Abbreviation: LE8 = Life's Essential 8.

Association Between LE8 and Composite Outcome

Over a mean (SD) follow-up time of 5 (0.4) years, the unadjusted cumulative incidence of the poor brain health composite outcome was 1.2% (95% CI 1.15–1.23 [3,753 events]). This unadjusted cumulative incidence across the optimal, intermediate, and poor LE8 categories was 0.7% (95% CI 0.61–0.74 [434 events]), 1.2% (95% CI 1.11–1.22 [2,227 events]), and 1.8% (95% CI 1.70–1.91 [1,092 events]), respectively (unadjusted p value <0.001, Table 2, Figure 2A). These differences remained significant in multivariable Cox proportional hazard regression analyses adjusting for age, sex, race, ethnicity, cardiovascular and psychiatric comorbidities, and social deprivation (model 3, Table 3): compared with optimal cardiovascular health, intermediate and poor cardiovascular health was associated with a 37% (HR 1.37; 95% CI 1.24–1.52) and more than two-fold (HR 2.11; 95% CI 1.88–2.36) higher risk of presenting an event within the poor brain health composite, respectively (p for trend across both comparisons <0.001). Other models (Models 1 and 2) were equally significant (Table 3).
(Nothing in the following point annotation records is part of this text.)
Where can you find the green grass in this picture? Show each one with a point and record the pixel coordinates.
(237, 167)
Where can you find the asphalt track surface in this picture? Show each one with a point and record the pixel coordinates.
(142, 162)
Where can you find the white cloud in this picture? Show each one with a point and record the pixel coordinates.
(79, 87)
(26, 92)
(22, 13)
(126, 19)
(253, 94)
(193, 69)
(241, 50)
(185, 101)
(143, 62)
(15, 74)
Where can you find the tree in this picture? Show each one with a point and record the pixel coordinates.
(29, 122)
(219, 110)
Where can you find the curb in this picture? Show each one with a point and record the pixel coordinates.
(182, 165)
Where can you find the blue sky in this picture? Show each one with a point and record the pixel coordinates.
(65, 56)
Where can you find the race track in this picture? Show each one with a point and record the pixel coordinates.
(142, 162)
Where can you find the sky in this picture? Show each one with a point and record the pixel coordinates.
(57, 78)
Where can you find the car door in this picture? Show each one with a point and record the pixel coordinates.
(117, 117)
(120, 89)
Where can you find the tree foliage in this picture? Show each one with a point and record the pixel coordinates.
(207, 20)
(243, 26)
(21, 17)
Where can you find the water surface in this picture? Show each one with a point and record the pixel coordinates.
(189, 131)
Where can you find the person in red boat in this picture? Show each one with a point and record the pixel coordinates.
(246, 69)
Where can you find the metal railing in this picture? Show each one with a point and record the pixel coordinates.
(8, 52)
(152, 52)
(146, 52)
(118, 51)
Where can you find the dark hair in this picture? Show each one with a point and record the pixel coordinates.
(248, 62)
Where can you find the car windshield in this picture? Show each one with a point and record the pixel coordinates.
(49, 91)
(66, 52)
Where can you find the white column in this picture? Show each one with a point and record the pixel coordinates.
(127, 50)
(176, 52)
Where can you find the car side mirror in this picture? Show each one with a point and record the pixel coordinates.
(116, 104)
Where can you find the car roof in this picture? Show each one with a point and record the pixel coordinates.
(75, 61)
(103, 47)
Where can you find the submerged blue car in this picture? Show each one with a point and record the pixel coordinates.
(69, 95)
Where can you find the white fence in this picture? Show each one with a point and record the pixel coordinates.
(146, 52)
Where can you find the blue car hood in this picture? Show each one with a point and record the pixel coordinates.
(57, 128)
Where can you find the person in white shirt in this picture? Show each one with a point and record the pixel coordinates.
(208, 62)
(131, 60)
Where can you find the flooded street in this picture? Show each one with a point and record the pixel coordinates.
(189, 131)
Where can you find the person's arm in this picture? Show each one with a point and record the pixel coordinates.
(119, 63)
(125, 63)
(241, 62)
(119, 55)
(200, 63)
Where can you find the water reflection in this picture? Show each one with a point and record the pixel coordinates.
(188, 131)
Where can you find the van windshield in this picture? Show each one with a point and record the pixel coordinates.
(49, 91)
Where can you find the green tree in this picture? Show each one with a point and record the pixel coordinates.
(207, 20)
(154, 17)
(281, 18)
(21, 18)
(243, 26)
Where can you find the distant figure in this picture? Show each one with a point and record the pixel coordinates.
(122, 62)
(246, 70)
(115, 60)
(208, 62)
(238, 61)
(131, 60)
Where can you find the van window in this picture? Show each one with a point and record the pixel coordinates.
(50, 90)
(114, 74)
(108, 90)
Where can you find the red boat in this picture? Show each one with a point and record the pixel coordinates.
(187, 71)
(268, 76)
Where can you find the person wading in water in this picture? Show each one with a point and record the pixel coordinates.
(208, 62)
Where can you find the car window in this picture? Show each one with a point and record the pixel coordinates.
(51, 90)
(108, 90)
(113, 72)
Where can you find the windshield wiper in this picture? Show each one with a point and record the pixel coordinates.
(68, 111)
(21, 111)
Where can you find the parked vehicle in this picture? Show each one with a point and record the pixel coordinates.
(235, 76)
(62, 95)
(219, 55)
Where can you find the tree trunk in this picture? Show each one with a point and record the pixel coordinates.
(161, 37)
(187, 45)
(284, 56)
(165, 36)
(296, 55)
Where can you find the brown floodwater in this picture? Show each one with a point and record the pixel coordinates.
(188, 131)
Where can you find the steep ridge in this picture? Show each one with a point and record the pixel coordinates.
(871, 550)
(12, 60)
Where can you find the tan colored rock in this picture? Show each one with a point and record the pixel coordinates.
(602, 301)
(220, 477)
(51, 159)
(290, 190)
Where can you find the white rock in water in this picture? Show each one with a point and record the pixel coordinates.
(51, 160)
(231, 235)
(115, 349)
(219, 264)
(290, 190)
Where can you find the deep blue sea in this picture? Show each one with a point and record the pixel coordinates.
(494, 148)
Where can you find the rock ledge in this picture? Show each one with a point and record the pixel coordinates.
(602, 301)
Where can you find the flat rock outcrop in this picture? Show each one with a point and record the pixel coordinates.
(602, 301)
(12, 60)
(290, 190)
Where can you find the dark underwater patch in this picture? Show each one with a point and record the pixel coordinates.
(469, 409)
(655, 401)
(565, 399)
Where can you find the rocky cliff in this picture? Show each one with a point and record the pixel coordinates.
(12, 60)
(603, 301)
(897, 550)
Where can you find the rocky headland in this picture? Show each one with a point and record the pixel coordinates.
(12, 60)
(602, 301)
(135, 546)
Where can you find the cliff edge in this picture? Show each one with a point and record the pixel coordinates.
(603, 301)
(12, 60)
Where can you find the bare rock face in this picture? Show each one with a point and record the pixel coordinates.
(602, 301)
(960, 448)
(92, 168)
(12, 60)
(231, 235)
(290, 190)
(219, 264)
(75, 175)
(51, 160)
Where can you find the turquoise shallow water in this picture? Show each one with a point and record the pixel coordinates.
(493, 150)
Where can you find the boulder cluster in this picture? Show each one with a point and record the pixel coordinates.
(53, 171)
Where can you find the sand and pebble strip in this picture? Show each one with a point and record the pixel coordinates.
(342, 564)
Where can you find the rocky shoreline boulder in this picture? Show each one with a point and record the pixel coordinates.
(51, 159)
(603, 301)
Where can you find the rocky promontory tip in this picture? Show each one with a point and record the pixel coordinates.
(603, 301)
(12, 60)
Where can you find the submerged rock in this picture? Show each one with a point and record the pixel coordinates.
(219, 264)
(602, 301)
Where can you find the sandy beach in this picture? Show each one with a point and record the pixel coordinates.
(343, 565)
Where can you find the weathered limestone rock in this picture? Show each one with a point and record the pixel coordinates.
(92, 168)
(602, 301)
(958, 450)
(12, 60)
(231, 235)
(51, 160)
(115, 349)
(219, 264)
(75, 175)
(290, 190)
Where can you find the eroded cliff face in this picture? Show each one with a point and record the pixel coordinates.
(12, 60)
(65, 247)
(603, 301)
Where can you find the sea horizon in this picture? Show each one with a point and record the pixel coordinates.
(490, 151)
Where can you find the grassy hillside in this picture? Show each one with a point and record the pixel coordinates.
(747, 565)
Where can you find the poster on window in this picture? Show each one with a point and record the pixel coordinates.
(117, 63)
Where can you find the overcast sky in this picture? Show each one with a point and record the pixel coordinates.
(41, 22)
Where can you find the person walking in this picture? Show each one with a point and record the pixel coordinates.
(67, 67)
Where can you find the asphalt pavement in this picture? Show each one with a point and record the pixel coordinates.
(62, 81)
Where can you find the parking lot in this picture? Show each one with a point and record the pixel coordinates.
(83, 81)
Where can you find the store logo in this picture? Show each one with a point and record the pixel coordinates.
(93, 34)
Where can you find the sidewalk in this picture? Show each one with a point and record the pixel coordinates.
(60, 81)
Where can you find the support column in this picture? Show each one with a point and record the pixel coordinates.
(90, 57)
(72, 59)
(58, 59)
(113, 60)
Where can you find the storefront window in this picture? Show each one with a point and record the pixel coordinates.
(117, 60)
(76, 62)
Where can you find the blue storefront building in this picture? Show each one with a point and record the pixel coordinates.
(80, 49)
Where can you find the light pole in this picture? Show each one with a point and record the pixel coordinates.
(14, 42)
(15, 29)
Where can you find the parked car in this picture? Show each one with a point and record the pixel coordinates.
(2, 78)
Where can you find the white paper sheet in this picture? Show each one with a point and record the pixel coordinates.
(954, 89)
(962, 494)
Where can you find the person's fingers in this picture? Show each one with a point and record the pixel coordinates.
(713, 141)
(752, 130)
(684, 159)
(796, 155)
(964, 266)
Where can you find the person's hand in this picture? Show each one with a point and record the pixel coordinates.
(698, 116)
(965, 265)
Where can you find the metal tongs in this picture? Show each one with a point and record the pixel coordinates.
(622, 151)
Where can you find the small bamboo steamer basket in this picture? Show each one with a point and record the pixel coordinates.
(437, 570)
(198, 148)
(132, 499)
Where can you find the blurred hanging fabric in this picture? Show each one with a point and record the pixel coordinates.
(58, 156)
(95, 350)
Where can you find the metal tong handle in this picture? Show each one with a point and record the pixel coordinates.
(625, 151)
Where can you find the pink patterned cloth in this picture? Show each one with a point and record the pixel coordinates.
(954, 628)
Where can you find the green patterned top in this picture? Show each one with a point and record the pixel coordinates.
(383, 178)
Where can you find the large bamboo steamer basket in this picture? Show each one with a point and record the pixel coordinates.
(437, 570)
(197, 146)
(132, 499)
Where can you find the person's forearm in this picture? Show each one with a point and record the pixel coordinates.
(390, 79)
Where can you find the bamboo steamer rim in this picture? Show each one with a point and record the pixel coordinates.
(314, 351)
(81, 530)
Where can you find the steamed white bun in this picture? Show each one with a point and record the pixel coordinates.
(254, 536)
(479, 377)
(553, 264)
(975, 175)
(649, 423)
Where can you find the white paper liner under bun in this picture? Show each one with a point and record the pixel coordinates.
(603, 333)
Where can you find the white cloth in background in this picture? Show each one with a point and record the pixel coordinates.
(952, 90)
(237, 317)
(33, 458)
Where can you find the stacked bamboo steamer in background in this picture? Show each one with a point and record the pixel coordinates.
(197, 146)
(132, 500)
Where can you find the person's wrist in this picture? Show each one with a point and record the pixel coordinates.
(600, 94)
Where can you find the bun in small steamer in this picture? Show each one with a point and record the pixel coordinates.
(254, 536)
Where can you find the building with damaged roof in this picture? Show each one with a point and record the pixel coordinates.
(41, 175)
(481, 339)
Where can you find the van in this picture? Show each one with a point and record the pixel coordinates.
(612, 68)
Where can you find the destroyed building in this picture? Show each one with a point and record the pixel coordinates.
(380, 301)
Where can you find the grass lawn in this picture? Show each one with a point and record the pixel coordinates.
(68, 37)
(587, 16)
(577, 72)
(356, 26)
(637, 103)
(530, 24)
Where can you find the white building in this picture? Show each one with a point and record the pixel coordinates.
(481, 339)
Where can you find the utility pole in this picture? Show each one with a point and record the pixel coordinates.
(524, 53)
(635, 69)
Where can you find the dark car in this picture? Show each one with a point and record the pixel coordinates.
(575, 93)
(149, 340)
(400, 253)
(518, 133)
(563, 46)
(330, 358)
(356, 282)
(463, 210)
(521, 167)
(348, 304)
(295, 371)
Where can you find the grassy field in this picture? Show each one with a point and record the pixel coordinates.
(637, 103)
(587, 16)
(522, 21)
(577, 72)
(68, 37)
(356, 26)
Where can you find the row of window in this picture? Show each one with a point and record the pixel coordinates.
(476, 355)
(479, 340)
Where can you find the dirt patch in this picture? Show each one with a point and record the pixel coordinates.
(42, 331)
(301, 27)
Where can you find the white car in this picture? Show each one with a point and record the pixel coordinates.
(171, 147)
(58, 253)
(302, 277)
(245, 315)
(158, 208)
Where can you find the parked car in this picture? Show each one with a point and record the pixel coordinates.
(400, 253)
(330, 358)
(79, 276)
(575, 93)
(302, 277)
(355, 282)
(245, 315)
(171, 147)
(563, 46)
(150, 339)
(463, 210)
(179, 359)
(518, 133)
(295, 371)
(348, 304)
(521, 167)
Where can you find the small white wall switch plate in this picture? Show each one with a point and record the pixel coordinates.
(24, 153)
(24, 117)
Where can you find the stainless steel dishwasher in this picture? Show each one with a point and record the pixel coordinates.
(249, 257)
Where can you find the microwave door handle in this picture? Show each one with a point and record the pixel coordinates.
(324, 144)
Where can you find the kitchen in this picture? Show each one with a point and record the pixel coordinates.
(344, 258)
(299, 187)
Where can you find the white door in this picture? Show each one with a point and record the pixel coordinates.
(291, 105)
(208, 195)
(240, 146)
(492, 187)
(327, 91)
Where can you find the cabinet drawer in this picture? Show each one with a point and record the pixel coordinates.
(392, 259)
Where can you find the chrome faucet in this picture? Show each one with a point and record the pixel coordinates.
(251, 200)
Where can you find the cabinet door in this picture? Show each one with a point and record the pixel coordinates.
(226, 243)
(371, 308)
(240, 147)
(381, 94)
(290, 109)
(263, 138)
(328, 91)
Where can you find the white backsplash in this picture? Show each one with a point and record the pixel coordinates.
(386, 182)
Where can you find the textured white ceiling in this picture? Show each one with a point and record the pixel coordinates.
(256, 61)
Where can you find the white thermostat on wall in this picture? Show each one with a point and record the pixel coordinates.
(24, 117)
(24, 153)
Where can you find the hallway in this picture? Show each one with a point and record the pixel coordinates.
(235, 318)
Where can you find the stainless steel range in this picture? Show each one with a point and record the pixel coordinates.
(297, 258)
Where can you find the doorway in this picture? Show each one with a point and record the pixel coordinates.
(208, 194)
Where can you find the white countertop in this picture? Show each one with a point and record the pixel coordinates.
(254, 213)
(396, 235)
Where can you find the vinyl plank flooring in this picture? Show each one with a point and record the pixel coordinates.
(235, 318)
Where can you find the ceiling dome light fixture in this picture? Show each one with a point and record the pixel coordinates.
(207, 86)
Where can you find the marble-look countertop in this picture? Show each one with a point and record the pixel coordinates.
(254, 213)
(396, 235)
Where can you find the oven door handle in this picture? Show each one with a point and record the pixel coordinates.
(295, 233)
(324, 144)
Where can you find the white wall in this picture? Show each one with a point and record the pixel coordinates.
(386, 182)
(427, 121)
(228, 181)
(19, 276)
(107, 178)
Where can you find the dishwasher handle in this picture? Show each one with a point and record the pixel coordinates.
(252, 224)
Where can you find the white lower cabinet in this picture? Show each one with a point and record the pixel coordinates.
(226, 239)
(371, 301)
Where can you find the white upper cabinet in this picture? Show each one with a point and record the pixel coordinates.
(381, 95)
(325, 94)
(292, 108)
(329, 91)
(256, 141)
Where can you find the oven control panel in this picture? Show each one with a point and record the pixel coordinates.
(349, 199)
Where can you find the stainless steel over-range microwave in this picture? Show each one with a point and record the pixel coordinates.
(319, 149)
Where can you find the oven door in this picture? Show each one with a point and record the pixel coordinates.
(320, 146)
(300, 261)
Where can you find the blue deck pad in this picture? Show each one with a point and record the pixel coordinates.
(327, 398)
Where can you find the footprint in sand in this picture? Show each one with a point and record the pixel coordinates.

Schoenfeld residual results confirmed the Cox proportional hazard assumptions and are presented in eFigure 2. Sensitivity analyses showed no significant interactions between the LE8 and racial and ethnic categories (all p > 0.05) for the composite outcome, stroke, dementia, and late-life depression (eFigures 3 and 4A). Finally, modelling the LE8 score using only the 5 components available in AoU (blood pressure, glucose, non-HDL cholesterol, BMI, and smoking) showed similar results to the primary analysis (eTable 4).

Table 2.

Unadjusted Associations for Both Primary and Secondary Outcomes in the Discovery Stage (UK Biobank), and the Replication Stage (All of Us)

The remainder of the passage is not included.